HB SYDNEY. Anschließend wollen sie das Gemeinschaftsunternehmen mit einem Wert von umgerechnet bis zu 1,2 Milliarden Euro an die Börse zu bringen, kündigten die Firmen am Dienstag an. Nach Bekanntwerden der Pläne legten die Aktien beider Konzerne deutlich zu.

Das neue Unternehmen würde 4500 Menschen etwa in Australien, den USA, Belgien und Frankreich beschäftigen. Ein Arbeitsplatzabbau ist Umicore zufolge nicht geplant. Seine Hütten lieferten jährlich rund 1,2 Millionen der elf Millionen Tonnen Zink und Zink-Verbindungen, die weltweit hergestellt werden. Damit hätte der Konzern mit Sitz in Belgien die Konkurrenten Teck Cominco aus Kanada und Xstrata aus der Schweiz überholt. Kartellrechtliche Probleme schließen die Konzerne aus.

Zinifex bringt nach eigenen Angaben 60 Prozent des Vermögens der neuen Gruppe ein. Bis zum Börsengang sollten jedoch beide Eigentümer gleich große Anteile halten. Dafür erhalte Zinifex einen Ausgleich, den das neue Unternehmen über einen Kredit finanzieren solle.

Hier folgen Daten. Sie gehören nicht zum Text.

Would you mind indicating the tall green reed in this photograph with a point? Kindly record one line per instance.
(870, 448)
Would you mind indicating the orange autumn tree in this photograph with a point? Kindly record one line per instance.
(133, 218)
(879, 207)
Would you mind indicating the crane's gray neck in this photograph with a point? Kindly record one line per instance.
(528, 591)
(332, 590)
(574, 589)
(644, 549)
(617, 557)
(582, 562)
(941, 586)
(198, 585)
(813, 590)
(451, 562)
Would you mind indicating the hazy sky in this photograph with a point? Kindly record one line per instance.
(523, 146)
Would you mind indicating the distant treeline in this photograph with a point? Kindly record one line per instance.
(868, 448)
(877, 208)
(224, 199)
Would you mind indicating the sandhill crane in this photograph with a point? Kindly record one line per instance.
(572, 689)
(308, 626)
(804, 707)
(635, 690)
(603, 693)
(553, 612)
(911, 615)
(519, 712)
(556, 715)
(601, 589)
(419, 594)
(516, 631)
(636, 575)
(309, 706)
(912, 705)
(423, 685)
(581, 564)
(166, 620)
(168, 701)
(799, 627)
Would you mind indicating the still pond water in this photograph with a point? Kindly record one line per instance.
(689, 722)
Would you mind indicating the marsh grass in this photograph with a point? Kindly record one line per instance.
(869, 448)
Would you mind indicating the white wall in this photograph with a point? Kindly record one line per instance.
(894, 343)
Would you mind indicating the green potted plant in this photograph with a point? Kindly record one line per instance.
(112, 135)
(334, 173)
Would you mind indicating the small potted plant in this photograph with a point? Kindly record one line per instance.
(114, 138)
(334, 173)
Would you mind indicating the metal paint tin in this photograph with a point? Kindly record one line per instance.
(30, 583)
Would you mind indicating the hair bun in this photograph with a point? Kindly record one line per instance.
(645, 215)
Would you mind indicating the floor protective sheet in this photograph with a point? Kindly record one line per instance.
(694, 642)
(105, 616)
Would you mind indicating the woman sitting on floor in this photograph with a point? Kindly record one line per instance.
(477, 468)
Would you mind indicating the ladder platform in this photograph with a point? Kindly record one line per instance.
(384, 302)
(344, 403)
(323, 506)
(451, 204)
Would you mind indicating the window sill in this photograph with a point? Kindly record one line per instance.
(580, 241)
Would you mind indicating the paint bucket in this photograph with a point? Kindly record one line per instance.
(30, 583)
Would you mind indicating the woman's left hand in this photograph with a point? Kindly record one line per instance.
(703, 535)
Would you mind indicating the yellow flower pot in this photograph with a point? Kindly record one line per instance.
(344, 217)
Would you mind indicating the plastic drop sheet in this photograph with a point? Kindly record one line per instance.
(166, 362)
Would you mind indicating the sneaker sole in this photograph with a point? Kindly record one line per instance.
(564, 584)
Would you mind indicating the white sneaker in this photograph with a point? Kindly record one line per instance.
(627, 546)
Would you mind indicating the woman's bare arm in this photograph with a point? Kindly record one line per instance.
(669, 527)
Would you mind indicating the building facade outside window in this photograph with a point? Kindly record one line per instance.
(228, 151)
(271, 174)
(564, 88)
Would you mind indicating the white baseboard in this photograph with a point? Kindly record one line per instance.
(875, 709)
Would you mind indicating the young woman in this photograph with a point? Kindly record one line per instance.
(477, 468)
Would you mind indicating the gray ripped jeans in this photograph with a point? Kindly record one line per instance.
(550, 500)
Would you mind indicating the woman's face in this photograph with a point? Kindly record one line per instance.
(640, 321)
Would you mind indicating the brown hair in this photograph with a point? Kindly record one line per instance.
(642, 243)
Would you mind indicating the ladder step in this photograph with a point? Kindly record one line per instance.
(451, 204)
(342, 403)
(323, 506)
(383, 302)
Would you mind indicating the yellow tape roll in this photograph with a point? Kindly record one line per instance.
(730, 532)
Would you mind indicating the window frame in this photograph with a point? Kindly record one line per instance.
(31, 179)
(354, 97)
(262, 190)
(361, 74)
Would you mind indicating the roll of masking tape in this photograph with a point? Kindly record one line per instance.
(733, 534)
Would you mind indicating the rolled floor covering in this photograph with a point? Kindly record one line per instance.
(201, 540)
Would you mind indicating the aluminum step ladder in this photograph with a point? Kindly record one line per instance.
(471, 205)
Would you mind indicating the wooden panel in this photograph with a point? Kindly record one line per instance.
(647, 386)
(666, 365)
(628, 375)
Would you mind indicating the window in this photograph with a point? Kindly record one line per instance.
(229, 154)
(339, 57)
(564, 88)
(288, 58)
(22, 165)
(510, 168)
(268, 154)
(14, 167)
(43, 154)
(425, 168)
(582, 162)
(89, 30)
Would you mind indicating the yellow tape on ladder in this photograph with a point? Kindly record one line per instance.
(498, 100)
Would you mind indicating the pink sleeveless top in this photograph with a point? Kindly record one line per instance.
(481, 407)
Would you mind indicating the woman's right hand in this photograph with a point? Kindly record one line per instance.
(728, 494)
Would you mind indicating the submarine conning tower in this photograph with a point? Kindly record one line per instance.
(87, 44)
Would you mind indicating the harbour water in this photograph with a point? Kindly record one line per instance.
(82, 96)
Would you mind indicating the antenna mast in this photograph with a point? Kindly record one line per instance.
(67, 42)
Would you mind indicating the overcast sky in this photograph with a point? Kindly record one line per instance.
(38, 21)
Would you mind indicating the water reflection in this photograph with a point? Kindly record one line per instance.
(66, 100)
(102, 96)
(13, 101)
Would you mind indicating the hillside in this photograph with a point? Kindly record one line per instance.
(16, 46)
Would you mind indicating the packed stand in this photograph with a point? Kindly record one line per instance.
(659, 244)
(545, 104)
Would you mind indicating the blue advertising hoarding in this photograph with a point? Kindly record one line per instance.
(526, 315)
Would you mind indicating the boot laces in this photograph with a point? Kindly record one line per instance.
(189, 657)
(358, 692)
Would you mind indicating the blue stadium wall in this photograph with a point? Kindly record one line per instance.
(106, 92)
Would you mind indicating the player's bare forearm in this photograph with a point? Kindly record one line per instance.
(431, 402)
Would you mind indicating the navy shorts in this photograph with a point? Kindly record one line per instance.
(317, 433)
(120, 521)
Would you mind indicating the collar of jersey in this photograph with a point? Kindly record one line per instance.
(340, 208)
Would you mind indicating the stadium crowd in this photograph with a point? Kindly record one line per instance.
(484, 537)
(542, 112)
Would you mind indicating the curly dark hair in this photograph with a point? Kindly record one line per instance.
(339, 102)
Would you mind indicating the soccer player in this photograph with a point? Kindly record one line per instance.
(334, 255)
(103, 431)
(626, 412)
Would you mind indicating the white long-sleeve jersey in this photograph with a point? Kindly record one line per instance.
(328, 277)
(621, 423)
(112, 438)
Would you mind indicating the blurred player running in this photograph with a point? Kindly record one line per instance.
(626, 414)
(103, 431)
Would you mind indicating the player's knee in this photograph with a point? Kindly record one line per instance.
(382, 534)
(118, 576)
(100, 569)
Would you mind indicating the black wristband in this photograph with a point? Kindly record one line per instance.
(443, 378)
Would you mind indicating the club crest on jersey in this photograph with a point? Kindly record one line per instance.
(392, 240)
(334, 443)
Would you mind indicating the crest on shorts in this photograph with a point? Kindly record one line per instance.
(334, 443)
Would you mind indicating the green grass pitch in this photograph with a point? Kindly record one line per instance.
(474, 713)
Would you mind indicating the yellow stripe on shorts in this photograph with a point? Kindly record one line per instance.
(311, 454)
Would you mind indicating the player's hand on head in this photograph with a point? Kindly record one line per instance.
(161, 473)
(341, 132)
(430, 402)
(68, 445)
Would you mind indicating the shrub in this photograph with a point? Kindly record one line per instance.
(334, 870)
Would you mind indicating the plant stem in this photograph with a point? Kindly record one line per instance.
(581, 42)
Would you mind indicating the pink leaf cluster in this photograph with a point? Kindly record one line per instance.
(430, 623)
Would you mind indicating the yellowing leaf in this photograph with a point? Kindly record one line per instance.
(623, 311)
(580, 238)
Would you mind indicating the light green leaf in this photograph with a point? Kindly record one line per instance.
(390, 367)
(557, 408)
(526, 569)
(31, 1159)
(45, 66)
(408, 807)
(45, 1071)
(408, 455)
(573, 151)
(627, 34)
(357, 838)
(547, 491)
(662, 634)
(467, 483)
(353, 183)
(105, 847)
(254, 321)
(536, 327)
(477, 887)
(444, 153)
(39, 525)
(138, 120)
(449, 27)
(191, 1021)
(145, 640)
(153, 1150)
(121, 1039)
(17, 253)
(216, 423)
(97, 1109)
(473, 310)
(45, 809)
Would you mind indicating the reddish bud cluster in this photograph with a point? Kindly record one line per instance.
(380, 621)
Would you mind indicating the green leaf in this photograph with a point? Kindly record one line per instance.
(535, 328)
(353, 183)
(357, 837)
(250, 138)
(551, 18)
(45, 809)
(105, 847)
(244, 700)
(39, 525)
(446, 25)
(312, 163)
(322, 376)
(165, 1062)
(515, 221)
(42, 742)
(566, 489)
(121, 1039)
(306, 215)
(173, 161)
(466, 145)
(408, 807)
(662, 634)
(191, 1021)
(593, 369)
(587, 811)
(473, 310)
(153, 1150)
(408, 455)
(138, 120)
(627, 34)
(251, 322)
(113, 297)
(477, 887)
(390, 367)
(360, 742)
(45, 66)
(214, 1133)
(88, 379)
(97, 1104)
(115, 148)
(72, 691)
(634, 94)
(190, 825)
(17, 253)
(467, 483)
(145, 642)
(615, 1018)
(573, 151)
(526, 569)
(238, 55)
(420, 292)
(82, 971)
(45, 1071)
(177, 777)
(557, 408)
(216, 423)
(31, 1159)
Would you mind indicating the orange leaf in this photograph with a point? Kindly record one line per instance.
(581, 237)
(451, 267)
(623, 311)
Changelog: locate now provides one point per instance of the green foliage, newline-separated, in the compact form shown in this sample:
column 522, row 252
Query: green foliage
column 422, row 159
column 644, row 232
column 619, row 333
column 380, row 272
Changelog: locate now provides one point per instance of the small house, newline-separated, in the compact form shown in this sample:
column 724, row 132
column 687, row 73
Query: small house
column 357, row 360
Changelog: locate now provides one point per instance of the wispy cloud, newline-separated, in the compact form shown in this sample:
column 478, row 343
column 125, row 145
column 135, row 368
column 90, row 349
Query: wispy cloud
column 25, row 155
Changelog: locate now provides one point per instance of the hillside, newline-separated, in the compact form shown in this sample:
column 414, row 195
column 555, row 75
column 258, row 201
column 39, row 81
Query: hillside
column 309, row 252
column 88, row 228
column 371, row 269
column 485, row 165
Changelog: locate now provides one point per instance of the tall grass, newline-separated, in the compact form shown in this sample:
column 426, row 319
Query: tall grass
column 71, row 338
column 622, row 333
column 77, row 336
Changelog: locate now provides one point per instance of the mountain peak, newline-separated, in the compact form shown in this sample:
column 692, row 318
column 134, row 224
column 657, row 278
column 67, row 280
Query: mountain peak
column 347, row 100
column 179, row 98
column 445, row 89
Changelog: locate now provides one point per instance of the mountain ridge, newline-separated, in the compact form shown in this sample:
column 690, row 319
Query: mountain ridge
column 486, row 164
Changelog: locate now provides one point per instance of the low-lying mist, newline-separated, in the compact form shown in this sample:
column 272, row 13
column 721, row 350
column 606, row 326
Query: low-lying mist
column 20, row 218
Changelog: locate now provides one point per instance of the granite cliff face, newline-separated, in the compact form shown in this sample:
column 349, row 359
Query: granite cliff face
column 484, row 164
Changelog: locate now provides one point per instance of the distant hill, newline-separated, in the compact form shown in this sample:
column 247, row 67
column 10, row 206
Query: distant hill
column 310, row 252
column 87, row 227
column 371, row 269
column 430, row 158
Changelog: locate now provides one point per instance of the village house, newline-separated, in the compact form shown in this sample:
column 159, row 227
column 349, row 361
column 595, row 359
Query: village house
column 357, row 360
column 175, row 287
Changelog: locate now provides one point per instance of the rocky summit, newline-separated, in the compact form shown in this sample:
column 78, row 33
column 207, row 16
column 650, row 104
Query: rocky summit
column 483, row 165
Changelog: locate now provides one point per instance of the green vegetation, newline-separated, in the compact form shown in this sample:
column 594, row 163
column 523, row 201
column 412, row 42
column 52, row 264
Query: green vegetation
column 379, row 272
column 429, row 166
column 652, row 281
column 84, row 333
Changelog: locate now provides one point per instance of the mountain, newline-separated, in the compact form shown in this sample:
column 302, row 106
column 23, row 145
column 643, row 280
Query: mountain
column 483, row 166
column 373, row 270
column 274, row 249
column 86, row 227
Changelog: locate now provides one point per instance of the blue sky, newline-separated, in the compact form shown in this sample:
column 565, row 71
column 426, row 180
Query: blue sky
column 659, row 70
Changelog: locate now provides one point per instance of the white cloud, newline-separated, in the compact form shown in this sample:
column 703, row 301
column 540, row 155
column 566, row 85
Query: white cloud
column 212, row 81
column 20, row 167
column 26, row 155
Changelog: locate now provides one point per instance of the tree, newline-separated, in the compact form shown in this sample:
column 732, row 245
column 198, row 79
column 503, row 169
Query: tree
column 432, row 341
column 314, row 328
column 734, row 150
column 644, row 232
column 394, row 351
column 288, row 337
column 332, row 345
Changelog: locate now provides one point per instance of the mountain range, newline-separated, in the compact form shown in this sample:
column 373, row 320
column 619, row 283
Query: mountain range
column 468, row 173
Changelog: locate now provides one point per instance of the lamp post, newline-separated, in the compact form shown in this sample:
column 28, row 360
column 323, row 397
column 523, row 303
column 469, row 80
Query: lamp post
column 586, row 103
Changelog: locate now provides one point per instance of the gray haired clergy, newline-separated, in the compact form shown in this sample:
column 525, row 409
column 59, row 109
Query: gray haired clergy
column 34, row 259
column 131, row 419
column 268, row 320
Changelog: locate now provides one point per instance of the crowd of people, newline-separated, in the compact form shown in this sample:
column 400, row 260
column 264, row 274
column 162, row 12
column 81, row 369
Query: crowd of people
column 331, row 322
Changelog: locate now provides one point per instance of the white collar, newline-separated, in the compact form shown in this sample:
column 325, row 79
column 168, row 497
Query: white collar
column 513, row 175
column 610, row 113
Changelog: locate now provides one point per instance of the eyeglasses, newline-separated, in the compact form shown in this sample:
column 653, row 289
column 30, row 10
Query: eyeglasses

Nach dem geplanten Abschluss der Fusion im dritten Quartal des kommenden Jahres wollen Umicore und Zinifex dann Kasse machen: Sie streben an, dann die Aktien des neuen Unternehmens verkaufen und an der europäischen Mehrländerbörse Euronext notieren zu lassen.

Zeitpunkt ist günstig

Den Zeitpunkt halten Analysten für günstig. „Der Zinkmarkt ist derzeit sehr heiß und es ist eine gute Zeit, um Hütten zu verkaufen“, sagte Mark Pervan von Daiwa. Zink erfreut sich weltweit einer großen Nachfrage in der Industrie. Die Preise für das Basismetall zur Beschichtung von Eisen- und Stahlblechen zum Schutz vor Rost haben sich seit Jahresbeginn verdoppelt. Sie liegen bei rund 4300 Dollar je Tonne und viele Experten halten ein Anstieg auf 5000 Dollar bis Jahresende für möglich.

Zudem passt das Geschäft den Branchenbeobachtern zufolge gut zu den Strategien der beiden Unternehmen. „Ich sehe das als einen Schritt in die richtige Richtung für Zinifex, weil es sich mehr auf den Bergbau konzentrieren will“, sagte Warren Edney von ABN Amro. Mit dem Gewinn aus dem Hüttenverkauf könnte der Konzern Wachstum im Geschäft mit Bodenschätzen finanzieren.

Umicore erklärte, es werde möglicherweise Zukäufe oder einen Aktienrückkauf mit dem Ertrag bezahlen. Der Konzern engagiert sich zunehmend im Recycling von Edelmetallen und der Herstellung neuer Werkstoffe. Dazu gehören Germaniumsubstrate, die die US-Weltraumbehörde Nasa in Solarzellen ihrer Mars-Sonden „Exploration Rover“ verwendet.

Börsen reagierten erfreut

Die Börsen reagierten erfreut auf die Nachricht über das Geschäft: Umicore legte um 5,10 Prozent auf 121,60 Euro, Zinifex um 4,14 Prozent auf 18,10 Australische Dollar zu.

Umicore ist in Deutschland laut eigener Internetseite an acht Standorten aktiv, darunter in Essen und in Pforzheim, und hatte zuletzt sein Kaufinteresse an H.C. Starck bekundet. Die Bayer-Chemietochter stellt unter anderem Metallpulver her und beschäftigt insgesamt 3400 Mitarbeiter an 14 Standorten.